Op mijn dertigste deed ik wat typische dertigers doen: twijfelen. In mijn geval ging dat gedub vooral over mijn relatie. Toen die kort daarna overging, kreeg ik van een collega een gratis cursus verwachtingsmanagement. Volgens hem moet je als vrouw simpelweg niet te veel van een relatie verlangen. Het zit namelijk zo: je hebt jagers en vaders. Die twee dingen gaan niet samen, want dat is door testosteron bepaald. Dus moet je als vrouw kiezen: wil je een aantrekkelijke partner of een leuke vader? Na dat grimmige sprookje bleef ik vertwijfeld achter. Zou hier iets van waarheid in zitten?
Vreemde vogel
Volgens de ‘challenge hypothese’ werkt het net iets anders. Het geslachtshormoon testosteron bepaalt waar een man zijn energie in stopt: paren of opvoeden. Maar dat ligt niet voor altijd vast. Eerst helpt een hoge testosteronspiegel mannetjes om vrouwtjes het hof te maken en concurrenten weg te jagen. Daarna helpt een daling in testosteron mannetjes juist om samen de kuikentjes op te voeden. Bij vogels, welteverstaan. Wetenschappers proberen nu uit te vogelen of dit primitieve patroon ook bij de mens ingebakken zit.
Meer of minder
Om te achterhalen of er bij manspersonen ook een verband is tussen vaderschapstatus en testosteron, plozen Amerikaanse onderzoekers onlangs 22 studies na. Ze voegden alle relevante uitkomsten samen en vonden een significant verschil: vaders hadden gemiddeld een lagere testosteronspiegel dan kinderloze mannen. Maar kwam dat door het vaderschap? Of had mijn collega gelijk: hadden de baby daddies daarvoor ook al minder testosteron? Om dat te bepalen liet één studie meer dan zeshonderd Filipijnse mannen twee keer in een buisje spugen om testosteron te meten: op 21-jarige en op 26-jarige leeftijd. Van de vrijgezelle 21-jarigen hadden zij die het sterkste stuiterden van het testosteron vijf jaar later vaker een partner aan de haak geslagen.

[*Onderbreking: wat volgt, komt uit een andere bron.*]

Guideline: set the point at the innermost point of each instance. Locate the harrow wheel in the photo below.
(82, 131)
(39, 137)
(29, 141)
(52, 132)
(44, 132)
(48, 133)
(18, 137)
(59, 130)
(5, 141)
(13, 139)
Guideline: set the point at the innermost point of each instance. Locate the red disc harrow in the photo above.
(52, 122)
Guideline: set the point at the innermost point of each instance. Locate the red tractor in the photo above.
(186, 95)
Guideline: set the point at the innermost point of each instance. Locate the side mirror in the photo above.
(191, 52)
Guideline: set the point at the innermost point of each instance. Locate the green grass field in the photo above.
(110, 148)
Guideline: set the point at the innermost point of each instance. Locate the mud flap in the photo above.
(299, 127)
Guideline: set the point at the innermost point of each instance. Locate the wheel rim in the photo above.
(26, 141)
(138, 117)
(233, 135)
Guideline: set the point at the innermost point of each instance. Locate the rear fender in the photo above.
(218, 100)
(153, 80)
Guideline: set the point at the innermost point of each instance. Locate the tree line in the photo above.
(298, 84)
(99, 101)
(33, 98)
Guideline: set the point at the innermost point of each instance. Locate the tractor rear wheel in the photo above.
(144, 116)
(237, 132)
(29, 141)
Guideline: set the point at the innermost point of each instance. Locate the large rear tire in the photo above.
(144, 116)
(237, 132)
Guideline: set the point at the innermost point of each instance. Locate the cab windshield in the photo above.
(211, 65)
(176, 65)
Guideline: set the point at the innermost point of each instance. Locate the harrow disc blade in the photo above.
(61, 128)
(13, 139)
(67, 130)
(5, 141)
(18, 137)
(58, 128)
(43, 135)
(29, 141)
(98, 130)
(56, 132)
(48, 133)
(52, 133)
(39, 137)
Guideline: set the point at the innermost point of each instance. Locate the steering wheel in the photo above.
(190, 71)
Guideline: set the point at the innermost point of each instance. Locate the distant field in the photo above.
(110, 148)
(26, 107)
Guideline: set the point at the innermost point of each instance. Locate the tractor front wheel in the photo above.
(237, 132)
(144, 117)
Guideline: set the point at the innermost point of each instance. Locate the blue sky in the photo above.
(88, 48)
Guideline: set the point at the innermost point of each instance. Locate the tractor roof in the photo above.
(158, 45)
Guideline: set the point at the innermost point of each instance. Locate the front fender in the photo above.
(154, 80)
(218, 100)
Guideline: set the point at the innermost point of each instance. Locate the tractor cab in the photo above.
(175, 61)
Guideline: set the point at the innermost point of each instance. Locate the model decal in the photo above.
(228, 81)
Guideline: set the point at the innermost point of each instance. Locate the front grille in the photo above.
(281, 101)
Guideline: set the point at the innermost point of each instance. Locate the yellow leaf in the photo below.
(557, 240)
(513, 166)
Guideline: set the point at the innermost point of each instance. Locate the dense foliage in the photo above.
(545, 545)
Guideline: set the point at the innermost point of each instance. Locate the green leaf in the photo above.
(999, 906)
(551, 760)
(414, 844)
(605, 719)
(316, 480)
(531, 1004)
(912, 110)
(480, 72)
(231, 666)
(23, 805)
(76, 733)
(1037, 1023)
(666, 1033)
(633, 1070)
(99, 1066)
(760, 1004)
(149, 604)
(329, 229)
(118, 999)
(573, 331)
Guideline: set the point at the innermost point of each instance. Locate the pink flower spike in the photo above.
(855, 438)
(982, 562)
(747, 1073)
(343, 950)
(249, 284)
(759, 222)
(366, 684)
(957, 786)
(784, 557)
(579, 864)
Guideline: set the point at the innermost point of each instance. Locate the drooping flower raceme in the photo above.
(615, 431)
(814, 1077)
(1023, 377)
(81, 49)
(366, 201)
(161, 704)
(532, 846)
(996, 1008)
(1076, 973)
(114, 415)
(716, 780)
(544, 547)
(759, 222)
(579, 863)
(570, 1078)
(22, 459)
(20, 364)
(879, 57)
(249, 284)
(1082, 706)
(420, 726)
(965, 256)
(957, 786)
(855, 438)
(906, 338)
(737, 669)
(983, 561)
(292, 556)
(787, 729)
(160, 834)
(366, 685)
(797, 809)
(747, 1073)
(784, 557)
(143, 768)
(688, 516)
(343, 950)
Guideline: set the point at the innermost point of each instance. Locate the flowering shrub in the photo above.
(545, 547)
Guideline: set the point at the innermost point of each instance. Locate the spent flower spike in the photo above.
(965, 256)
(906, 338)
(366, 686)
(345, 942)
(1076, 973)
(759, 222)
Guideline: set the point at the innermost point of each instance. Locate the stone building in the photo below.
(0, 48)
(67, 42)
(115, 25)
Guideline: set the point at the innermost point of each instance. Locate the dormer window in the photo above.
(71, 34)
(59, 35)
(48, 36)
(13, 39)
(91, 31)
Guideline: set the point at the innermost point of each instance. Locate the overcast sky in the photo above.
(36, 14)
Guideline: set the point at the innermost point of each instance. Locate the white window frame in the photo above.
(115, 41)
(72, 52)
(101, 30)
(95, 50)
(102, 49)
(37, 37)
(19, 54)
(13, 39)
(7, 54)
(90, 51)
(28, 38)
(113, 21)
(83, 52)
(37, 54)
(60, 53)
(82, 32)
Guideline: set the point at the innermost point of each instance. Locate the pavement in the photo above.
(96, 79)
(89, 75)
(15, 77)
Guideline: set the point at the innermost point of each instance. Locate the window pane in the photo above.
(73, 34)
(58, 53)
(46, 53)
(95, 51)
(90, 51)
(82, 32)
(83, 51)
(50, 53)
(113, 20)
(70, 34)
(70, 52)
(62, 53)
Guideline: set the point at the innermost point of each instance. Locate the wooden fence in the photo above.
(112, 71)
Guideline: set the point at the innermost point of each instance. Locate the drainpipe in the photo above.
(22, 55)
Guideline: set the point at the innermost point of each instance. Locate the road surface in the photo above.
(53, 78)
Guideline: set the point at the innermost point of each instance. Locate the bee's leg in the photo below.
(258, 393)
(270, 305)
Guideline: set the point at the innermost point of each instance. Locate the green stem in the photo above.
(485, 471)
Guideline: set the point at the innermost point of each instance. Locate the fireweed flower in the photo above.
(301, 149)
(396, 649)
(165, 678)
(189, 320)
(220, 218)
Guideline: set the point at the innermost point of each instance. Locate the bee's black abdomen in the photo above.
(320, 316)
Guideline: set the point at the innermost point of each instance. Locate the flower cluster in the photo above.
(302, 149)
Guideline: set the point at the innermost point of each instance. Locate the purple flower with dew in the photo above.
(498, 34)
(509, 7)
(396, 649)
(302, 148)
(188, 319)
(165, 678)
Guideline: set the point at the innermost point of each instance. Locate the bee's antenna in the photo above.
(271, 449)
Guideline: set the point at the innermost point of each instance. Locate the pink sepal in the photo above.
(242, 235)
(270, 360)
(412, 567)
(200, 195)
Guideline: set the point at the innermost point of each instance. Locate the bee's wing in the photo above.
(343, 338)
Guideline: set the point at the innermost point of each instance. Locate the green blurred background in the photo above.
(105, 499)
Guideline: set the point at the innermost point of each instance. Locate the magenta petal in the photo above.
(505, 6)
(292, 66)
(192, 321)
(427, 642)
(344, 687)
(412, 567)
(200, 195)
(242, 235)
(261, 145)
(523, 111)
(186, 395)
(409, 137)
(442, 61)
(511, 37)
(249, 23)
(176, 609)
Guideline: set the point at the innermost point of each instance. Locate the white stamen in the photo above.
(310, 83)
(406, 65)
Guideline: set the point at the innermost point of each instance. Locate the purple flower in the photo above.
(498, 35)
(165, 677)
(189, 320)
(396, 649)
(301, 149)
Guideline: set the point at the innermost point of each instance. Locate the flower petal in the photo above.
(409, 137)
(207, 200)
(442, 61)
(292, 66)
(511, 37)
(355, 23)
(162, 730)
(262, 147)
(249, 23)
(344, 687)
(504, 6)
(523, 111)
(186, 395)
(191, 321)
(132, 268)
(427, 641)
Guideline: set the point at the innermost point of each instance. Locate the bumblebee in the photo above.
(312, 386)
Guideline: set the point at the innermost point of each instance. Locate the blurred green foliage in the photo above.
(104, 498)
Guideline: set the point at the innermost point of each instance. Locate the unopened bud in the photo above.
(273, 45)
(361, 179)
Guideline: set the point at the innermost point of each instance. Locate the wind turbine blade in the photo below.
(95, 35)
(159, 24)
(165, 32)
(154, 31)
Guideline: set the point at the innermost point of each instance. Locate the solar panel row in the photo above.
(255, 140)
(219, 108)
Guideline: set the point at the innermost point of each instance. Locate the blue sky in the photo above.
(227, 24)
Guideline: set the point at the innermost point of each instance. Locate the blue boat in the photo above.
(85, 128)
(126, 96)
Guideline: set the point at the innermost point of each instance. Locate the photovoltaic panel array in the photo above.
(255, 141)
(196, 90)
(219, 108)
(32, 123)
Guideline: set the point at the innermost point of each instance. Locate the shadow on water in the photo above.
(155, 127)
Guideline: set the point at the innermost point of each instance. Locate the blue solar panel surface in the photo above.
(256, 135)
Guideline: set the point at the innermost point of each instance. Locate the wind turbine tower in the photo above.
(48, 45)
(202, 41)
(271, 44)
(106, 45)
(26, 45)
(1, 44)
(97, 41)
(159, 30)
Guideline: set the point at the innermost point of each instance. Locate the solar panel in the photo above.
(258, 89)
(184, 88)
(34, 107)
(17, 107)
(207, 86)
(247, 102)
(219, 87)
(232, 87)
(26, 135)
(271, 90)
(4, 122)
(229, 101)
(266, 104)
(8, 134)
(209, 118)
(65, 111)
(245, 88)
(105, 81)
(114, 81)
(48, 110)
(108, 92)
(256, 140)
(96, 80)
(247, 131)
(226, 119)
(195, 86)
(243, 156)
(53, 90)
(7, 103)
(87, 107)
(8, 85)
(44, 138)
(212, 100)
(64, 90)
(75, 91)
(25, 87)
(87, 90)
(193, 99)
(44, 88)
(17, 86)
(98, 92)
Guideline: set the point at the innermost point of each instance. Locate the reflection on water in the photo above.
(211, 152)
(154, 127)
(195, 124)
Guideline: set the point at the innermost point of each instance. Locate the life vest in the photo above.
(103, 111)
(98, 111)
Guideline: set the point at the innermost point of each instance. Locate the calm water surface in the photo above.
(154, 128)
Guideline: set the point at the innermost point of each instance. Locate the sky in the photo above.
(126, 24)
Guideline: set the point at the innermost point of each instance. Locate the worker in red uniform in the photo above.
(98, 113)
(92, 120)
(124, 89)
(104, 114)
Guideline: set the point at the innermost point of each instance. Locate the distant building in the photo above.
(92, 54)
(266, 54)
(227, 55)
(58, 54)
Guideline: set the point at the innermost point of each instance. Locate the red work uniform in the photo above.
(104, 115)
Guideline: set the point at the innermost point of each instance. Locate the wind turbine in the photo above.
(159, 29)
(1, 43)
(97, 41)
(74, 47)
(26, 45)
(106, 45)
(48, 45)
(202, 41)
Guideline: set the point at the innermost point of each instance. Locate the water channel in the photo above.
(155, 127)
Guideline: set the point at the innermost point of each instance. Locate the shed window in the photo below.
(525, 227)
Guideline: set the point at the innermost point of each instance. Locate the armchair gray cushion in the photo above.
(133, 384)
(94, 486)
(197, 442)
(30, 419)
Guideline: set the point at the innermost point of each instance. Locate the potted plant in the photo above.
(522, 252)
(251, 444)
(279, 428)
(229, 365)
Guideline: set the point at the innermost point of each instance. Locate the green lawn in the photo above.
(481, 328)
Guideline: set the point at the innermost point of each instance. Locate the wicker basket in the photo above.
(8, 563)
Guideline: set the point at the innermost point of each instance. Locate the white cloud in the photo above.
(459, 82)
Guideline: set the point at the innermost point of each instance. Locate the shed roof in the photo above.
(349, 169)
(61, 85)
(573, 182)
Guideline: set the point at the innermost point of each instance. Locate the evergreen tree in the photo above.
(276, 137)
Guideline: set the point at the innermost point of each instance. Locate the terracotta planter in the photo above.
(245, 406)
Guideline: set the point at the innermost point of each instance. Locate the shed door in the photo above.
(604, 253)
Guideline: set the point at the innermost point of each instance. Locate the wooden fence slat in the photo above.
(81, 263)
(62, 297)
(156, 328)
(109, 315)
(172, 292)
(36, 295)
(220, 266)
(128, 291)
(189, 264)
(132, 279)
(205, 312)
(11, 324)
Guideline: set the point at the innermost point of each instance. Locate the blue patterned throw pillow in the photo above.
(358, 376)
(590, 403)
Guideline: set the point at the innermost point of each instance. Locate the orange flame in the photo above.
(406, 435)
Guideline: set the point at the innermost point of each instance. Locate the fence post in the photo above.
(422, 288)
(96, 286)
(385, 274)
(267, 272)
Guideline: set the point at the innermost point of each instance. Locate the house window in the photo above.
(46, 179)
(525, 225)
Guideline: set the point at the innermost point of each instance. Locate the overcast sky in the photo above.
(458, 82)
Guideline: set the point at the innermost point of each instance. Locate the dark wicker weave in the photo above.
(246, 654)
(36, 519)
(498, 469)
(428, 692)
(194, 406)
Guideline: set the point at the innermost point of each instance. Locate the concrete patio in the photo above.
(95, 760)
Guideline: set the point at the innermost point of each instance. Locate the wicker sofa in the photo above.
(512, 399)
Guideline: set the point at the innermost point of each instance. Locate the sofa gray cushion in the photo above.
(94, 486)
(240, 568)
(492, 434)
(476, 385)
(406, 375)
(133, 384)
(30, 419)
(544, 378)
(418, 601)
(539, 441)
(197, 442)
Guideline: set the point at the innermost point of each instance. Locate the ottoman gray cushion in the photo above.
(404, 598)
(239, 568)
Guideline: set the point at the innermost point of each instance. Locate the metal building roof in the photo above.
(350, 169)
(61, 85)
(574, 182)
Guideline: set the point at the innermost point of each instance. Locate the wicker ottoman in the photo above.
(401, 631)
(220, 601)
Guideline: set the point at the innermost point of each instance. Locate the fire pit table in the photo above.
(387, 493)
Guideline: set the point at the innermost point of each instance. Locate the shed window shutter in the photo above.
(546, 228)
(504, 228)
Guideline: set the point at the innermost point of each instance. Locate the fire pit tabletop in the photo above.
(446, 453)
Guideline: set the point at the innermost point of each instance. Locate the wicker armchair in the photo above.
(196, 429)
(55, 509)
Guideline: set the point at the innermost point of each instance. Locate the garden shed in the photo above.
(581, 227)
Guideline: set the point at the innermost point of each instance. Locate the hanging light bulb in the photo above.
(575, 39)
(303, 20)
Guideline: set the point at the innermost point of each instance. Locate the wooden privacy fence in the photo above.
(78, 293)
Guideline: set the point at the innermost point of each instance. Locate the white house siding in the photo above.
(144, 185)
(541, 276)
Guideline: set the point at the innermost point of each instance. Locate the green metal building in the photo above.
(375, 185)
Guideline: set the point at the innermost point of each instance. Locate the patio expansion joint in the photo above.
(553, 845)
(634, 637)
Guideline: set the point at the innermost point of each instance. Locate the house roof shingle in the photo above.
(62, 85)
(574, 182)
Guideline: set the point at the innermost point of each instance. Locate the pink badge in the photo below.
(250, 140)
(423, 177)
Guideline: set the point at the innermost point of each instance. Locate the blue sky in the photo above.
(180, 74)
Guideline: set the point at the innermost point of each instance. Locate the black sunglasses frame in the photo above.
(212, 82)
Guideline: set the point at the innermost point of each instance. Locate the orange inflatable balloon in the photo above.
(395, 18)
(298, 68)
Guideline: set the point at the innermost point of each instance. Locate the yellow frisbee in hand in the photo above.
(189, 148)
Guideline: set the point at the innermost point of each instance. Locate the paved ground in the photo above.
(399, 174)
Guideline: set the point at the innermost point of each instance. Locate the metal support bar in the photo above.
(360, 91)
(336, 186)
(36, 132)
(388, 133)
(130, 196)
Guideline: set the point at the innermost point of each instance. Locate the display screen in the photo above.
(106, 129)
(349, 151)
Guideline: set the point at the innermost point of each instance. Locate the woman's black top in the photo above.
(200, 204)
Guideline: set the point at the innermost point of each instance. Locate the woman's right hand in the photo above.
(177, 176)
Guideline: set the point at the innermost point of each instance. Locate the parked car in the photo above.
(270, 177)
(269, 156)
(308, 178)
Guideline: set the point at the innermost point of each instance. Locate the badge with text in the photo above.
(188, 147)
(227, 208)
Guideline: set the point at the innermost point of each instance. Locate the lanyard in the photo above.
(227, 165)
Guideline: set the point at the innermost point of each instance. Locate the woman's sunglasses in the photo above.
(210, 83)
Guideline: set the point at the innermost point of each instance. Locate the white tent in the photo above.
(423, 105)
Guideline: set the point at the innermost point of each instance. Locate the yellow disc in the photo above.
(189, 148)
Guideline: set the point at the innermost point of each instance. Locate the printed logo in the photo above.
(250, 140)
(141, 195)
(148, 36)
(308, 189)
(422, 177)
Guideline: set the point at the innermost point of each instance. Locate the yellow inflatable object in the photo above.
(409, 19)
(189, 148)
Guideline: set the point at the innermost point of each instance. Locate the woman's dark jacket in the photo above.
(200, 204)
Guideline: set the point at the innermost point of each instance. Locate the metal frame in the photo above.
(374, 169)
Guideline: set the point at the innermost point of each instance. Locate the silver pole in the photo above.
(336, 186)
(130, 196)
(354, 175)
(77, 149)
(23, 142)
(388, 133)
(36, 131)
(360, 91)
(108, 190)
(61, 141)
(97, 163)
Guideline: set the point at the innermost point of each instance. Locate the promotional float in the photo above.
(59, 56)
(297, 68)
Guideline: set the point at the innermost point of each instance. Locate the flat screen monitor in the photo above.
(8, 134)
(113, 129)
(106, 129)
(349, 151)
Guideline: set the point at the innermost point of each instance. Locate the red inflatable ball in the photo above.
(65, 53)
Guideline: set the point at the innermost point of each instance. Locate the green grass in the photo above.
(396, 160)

En jawel hoor: vrijwel direct na het vaderschap nam hun testosteron – net als bij vogels – een duikvlucht.
Duidelijke dip
Hebben onze kuikentjes ook wat aan die testosterondip? Dat zou goed kunnen. Eerdere studies vonden namelijk dat mannen die meer gericht zijn op hun kinderen, minder testosteron hebben. En ook de Filipijnse dip was het sterkst bij mannen die daadwerkelijk betrokken waren bij de zorg van hun nageslacht. Het lijkt er dus op dat ook mannen bij het oppakken van de vaderrol een handje geholpen worden door hun eigen biologie. Testosteron is maar één deel van het verhaal; de rol van andere hormonen bij de overgang van jager naar vader wordt nog onderzocht.
Er was eens
Gelukkig lijkt het sprookje van de aantrekkelijke jagers versus de leuke vaders dus aardig achterhaald. Daar had ik misschien ook niet per se de wetenschappelijke literatuur voor in hoeven duiken. Ik had ook naast me kunnen kijken, naar de stoere man die me vijf jaar geleden onverwachts over zijn schouder gooide. Op die schouder ligt nu een heel tevreden mannetje te slapen. Ik kruip nog iets dichter tegen mijn mannen aan en geniet. Het leven is misschien geen sprookje, maar dit voelt stiekem toch als een happy end.